Bruce Boudreau, Anaheim Ducks
The Anaheim Ducks appeared to be a real mess at the start of the season.
Not only did the Ducks finish 13th in the Western Conference last year, the team had a slew of free agents that appeared to be planning their escape at the end of the season.
That's usually not the formula for success. Yet the Ducks came roaring out of the gate with a 7-3 win at Vancouver in the opening game and they have not slowed down since. They are 7-1-1 in their first nine games and they are difficult to beat under any circumstances.
It will be challenging for the Ducks to maintain their high level, but if they can, head coach Bruce Boudreau might be able to walk away with the Jack Adams Award.
If that's going to happen, he needs goalie Viktor Fasth to continue to play superbly. Through his first four games, Fasth is 4-0-0 with a 0.98 goals-against average and a .962 save percentage.
Claude Julien, Boston Bruins
Claude Julien won the Jack Adams Award following the 2008-09 season when the Boston Bruins went 53-19-10, had a 116-point season and were the top-ranked team in the Eastern Conference.
It's usually quite difficult to win the award a second time. Pat Burns, Scotty Bowman, Jacques Demers, Pat Quinn and Jacques Lemaire are the only coaches to do it.
Julien is never going to be accused of making Vince Lombardi-type speeches, but he does everything else a great coach can do. He is an excellent strategist, he knows how to work young players into the lineup with efficiency and he knows how and when to make line changes.
In the Bruins 2-1 road victory over the Montreal Canadiens Feb. 6, Julien put Tyler Seguin on a line with David Krejci and Milan Lucic at the start of the third period and the Bruins quickly scored two goals to seize control of the game.
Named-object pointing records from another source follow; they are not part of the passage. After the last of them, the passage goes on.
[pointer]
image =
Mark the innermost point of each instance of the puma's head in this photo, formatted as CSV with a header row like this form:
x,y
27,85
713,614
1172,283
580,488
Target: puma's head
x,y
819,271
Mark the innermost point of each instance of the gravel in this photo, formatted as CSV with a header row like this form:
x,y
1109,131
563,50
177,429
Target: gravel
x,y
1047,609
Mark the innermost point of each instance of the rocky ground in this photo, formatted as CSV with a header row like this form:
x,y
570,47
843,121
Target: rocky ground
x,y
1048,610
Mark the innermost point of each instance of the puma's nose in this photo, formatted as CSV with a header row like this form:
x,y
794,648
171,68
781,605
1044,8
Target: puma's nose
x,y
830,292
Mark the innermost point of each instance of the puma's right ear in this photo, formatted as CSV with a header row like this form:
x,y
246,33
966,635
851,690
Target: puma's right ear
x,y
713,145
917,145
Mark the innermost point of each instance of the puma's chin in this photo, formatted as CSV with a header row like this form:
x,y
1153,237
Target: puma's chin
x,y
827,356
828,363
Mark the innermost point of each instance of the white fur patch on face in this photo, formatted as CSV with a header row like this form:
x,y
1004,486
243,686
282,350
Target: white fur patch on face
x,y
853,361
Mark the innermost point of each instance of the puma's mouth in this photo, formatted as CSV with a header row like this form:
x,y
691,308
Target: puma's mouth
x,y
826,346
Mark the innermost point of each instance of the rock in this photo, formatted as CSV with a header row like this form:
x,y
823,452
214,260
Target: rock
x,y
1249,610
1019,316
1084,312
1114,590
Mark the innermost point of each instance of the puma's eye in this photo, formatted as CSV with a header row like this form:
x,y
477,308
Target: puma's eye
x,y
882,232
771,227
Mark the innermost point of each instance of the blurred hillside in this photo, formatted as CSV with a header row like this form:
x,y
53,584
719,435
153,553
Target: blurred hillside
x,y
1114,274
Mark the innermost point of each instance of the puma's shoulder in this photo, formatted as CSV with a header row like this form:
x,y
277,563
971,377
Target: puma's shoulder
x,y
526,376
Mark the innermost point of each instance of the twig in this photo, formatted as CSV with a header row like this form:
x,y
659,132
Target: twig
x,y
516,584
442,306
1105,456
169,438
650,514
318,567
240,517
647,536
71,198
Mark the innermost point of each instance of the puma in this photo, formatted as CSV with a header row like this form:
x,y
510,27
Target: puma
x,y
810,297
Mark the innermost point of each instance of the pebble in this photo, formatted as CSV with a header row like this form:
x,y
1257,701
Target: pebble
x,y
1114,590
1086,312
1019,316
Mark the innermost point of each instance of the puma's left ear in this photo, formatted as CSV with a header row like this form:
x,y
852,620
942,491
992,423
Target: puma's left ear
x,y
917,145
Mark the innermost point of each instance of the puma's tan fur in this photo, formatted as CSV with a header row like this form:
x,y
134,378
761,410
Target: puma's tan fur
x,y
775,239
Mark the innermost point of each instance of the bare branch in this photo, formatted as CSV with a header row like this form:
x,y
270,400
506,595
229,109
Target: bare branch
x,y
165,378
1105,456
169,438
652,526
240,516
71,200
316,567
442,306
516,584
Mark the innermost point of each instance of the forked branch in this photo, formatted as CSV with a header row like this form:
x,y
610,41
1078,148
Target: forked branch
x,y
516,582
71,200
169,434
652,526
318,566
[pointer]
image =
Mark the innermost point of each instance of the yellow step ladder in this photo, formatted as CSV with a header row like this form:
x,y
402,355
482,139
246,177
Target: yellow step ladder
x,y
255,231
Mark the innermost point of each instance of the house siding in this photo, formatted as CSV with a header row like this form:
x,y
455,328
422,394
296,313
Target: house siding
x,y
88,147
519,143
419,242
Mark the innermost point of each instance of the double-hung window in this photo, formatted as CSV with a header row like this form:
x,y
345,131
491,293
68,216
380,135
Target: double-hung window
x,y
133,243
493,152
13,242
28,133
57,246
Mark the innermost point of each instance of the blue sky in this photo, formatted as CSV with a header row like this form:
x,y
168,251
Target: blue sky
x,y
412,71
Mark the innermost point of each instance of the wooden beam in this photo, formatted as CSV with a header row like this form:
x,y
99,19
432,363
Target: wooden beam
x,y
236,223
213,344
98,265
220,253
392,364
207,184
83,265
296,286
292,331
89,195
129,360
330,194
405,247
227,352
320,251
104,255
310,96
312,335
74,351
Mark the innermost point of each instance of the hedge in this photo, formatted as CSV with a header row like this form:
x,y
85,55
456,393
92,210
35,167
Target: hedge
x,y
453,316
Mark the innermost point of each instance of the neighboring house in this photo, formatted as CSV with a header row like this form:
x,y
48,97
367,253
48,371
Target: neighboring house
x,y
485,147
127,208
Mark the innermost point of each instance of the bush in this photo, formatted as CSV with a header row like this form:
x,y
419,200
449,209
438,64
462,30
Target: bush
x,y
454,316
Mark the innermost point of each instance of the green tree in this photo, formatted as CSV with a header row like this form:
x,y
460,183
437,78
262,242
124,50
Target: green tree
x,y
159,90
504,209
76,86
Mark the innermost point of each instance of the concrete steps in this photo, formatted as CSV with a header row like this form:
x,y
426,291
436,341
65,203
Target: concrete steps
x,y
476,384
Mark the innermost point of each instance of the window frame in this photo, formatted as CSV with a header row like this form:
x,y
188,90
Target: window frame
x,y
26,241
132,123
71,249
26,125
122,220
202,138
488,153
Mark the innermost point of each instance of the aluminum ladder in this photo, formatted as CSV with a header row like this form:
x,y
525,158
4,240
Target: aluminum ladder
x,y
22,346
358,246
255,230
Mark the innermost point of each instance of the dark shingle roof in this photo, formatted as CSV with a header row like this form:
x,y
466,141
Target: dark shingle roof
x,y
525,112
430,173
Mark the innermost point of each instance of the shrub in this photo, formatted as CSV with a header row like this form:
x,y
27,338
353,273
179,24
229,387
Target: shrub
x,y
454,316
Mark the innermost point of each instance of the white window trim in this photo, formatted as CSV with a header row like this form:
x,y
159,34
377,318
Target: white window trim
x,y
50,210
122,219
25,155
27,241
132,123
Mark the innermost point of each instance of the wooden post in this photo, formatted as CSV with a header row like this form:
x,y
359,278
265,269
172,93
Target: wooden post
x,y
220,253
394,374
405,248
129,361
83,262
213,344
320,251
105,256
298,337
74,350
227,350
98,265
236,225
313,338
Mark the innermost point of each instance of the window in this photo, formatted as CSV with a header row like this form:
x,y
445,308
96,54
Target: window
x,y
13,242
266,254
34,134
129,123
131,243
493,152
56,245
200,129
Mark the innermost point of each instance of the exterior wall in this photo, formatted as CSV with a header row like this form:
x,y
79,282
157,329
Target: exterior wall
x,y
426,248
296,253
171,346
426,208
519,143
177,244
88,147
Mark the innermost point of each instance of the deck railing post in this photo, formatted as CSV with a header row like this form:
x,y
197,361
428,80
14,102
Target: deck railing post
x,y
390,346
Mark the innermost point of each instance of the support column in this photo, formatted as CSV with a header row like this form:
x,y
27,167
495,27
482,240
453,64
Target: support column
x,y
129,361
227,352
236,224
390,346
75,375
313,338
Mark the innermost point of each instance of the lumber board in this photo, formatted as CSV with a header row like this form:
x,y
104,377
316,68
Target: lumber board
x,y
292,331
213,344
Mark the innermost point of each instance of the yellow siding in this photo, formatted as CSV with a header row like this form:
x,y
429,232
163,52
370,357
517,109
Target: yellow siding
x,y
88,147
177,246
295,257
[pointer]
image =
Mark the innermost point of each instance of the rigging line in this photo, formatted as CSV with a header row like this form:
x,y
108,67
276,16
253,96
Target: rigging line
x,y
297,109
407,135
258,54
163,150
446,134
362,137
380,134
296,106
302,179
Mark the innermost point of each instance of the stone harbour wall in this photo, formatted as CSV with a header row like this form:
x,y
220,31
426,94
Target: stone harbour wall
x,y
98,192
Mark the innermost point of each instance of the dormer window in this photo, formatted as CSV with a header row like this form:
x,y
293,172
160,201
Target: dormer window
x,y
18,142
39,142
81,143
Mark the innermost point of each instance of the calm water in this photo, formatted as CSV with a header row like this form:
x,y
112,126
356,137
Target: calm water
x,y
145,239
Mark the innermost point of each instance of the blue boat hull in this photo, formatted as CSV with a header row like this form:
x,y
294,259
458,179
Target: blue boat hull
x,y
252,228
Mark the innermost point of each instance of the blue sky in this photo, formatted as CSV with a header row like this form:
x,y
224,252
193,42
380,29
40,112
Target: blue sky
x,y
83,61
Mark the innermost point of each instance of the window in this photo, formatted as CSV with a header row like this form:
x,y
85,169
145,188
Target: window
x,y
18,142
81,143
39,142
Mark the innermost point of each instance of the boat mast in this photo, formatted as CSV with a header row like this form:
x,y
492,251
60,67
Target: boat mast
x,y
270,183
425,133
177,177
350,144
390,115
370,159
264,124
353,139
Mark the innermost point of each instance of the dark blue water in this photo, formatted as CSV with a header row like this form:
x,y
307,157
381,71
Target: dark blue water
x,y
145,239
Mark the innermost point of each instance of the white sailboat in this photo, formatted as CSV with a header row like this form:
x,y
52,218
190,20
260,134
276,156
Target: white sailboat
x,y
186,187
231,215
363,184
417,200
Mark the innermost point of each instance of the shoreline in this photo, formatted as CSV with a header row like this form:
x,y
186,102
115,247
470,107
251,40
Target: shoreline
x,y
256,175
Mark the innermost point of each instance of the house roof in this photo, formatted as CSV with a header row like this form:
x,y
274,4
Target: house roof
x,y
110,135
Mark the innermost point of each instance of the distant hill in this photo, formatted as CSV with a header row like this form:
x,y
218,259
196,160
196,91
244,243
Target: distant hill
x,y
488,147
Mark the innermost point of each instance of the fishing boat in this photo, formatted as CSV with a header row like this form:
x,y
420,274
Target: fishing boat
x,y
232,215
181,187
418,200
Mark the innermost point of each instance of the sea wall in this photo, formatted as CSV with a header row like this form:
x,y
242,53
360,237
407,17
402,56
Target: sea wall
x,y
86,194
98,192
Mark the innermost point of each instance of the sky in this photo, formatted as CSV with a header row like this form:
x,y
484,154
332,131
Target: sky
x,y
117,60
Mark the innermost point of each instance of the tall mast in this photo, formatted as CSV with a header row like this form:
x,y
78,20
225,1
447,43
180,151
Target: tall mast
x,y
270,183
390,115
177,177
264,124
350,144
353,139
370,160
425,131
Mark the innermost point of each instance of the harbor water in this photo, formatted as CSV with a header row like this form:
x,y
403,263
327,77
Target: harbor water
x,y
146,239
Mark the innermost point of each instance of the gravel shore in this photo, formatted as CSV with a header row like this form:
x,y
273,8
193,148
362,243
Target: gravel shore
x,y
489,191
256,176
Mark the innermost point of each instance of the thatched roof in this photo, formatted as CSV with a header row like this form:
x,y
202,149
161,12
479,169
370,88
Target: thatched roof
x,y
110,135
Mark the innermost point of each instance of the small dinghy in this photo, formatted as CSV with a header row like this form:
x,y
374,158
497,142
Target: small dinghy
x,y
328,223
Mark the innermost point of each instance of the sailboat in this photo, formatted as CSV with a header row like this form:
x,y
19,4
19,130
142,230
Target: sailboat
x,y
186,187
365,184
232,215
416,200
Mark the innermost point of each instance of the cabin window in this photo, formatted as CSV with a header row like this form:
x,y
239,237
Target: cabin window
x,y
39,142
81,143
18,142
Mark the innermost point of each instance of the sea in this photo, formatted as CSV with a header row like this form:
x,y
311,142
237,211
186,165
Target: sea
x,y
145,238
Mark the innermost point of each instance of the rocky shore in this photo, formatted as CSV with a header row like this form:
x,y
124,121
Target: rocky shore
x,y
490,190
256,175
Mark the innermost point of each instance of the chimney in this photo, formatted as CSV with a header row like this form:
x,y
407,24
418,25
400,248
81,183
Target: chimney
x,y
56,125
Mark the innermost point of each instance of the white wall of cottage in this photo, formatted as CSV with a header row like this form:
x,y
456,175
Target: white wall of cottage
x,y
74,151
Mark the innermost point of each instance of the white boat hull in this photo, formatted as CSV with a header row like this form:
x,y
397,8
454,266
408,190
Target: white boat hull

With Julien making the right moves, the Bruins have gotten off to a sharp start and are at the top of the Eastern Conference standings.
Todd McLellan, San Jose Sharks
After starting off the season with seven straight victories, the Sharks are 0-2-1 in their last three games.
Nevertheless, San Jose has been one of the most impressive teams this season.
It did not look like the Sharks were going to be a big factor in 2013. During the offseason, many observers thought the Sharks were an older team and the window of opportunity was closing on them.
Todd McLellan made sure veterans Patrick Marleau and Joe Thornton heard that. The Sharks veteran players have been sensational and that has allowed McLellan to put his name up for Jack Adams Award consideration.